Bei uns wirst du nie im Stich gelassen, solange du auch bereit bist alles stehen und liegen zu lassen um einer Kameradin bzw einem Kamerad zu helfen!


Wir bieten:

Eine starke Gemeinschaft, Hilfe bei allem was du machst und bei deinen Probleme, Freundschaft, gemeinsame Aktionen wie Minern, Missionen, Corp-Events usw!

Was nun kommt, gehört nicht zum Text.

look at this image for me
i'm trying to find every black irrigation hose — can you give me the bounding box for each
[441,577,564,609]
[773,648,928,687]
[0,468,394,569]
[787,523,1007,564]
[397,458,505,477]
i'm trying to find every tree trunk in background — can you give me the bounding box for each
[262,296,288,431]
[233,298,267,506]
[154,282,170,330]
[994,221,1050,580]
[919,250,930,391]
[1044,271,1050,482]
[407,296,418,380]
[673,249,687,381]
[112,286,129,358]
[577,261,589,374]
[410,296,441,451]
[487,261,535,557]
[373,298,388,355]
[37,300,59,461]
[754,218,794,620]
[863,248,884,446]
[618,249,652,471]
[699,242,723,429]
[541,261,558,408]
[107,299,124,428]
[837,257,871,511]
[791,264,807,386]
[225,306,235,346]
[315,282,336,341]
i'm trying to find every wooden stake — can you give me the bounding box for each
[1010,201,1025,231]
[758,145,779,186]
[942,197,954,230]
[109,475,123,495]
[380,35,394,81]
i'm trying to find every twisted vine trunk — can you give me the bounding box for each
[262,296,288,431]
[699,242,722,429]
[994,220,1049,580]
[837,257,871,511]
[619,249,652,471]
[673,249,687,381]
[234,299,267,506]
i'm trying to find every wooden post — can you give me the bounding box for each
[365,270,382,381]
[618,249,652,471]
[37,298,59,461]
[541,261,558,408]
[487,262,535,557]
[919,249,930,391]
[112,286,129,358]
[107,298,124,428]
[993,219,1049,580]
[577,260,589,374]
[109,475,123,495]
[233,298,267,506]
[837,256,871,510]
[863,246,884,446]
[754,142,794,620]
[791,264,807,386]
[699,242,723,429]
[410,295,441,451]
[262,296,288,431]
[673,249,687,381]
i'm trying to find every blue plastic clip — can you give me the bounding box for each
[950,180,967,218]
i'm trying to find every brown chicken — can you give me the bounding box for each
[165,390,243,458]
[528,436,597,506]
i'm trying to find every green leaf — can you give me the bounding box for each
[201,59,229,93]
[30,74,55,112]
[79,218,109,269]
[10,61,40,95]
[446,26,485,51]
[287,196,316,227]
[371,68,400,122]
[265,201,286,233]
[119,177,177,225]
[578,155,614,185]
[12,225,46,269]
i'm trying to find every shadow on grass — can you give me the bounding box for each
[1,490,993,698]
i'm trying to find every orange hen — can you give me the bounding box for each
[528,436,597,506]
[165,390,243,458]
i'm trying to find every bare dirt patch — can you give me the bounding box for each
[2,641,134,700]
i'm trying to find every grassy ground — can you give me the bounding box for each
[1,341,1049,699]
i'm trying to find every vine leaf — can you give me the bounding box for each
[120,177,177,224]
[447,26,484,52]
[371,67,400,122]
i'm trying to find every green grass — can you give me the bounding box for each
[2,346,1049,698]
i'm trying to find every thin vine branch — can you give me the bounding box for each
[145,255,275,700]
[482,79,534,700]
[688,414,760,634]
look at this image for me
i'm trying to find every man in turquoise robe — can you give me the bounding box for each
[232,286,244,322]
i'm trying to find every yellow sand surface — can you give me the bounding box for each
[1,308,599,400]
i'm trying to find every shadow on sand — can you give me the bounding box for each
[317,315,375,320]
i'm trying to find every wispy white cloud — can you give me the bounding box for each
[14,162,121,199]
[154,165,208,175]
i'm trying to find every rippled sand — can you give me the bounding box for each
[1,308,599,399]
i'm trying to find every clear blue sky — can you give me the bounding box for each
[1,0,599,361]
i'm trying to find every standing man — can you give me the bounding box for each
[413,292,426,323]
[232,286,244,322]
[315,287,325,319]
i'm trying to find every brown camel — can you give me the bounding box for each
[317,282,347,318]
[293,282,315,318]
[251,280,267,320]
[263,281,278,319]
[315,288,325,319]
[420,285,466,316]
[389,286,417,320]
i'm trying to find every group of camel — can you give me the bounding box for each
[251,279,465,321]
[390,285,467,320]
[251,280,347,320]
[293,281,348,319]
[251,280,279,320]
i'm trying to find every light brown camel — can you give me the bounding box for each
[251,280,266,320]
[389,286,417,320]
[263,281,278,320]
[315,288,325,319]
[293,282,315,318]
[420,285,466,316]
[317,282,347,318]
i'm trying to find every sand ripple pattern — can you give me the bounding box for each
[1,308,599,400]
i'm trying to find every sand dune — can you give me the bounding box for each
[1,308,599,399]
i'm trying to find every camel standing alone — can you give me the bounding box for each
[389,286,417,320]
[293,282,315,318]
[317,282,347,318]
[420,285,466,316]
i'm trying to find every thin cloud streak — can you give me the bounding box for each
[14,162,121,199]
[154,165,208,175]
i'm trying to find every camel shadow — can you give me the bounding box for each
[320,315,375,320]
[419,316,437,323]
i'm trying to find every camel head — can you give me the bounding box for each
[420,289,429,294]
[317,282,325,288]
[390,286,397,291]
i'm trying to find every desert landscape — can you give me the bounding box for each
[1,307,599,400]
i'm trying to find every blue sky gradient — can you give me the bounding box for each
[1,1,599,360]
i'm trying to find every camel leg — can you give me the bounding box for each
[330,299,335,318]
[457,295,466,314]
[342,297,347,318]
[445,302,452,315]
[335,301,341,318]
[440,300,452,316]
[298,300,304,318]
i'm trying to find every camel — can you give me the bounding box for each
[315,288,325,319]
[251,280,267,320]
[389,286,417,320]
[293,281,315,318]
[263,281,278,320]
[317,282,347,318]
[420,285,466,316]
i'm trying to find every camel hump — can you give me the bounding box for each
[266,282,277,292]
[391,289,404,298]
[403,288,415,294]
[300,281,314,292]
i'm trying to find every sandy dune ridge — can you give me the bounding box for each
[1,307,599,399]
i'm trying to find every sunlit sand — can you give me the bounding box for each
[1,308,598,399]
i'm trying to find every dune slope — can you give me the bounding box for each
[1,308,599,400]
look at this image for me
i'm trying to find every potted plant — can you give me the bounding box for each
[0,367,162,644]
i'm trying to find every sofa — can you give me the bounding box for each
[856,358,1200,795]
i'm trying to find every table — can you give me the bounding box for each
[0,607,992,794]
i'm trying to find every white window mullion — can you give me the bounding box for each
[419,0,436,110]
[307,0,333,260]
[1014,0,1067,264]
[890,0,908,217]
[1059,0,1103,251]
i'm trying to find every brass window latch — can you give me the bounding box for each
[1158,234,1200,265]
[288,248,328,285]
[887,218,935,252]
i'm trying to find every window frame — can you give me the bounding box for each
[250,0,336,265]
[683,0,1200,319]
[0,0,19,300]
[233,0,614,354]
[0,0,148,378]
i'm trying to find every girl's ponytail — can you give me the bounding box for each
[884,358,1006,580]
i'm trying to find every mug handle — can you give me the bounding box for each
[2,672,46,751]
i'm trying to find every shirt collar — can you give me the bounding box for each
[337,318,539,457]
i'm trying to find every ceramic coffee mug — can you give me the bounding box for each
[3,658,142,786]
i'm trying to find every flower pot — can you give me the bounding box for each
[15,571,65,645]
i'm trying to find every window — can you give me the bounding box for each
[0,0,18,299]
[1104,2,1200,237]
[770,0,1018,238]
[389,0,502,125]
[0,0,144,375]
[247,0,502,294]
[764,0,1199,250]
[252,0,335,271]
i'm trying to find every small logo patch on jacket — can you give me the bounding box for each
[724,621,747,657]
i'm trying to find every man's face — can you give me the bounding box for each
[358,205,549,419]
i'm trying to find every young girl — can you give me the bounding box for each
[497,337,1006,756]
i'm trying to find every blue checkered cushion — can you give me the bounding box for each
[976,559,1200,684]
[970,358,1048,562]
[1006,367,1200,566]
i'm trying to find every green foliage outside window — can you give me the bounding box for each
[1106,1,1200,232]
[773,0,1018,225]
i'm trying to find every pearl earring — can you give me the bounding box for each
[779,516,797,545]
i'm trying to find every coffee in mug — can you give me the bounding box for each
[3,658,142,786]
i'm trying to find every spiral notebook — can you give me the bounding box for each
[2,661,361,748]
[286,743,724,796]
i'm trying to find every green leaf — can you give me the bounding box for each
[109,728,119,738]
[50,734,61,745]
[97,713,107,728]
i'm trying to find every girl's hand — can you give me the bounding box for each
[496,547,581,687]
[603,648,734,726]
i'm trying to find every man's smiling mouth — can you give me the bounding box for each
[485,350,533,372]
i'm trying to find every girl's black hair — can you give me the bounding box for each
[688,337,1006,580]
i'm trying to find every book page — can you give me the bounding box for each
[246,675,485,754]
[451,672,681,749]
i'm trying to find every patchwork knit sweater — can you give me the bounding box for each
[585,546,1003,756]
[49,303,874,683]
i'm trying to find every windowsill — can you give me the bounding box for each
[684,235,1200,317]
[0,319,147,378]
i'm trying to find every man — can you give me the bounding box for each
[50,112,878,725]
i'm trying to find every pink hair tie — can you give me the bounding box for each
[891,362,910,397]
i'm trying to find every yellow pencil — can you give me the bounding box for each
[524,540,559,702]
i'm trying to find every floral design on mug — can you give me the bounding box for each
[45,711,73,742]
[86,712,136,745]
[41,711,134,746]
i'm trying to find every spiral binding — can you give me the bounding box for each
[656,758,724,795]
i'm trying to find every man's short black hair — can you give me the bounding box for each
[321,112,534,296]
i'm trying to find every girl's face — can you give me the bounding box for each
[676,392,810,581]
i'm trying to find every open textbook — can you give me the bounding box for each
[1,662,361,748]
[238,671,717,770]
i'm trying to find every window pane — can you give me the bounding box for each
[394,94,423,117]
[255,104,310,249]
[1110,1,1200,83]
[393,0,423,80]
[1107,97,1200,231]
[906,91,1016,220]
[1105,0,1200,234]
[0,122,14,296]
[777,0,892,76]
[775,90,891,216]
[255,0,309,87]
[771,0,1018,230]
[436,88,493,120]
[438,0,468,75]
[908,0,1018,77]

Wir sind erst eine frisch ins lebengerufene corp und somit stecken wir noch in den Kinderschuhen!
Doch DU kannst ein Teil von uns werden und mit uns zusammen deinen beitrag leisten das wir dieses Kinderschuhe verlassen und uns Festigen!

Du bietest:

Du bist mindesten 18 Jahre alt, spielst EVE schon 1 bis 2 Monate, bist kein Pirat, beherrschst deutsche Schrift und Sprache, hast gute Umgangsformen, bist freundlich und schaust nicht auf Spieler herab die Neu sind bzw nicht sofort verstehen was du meinst!

Voraussetzungen:

Du akzeptierst eine 2 bis 3 wöchige Probezeit um herauszufinden ob du zu uns passt und bist öfters im Spiel.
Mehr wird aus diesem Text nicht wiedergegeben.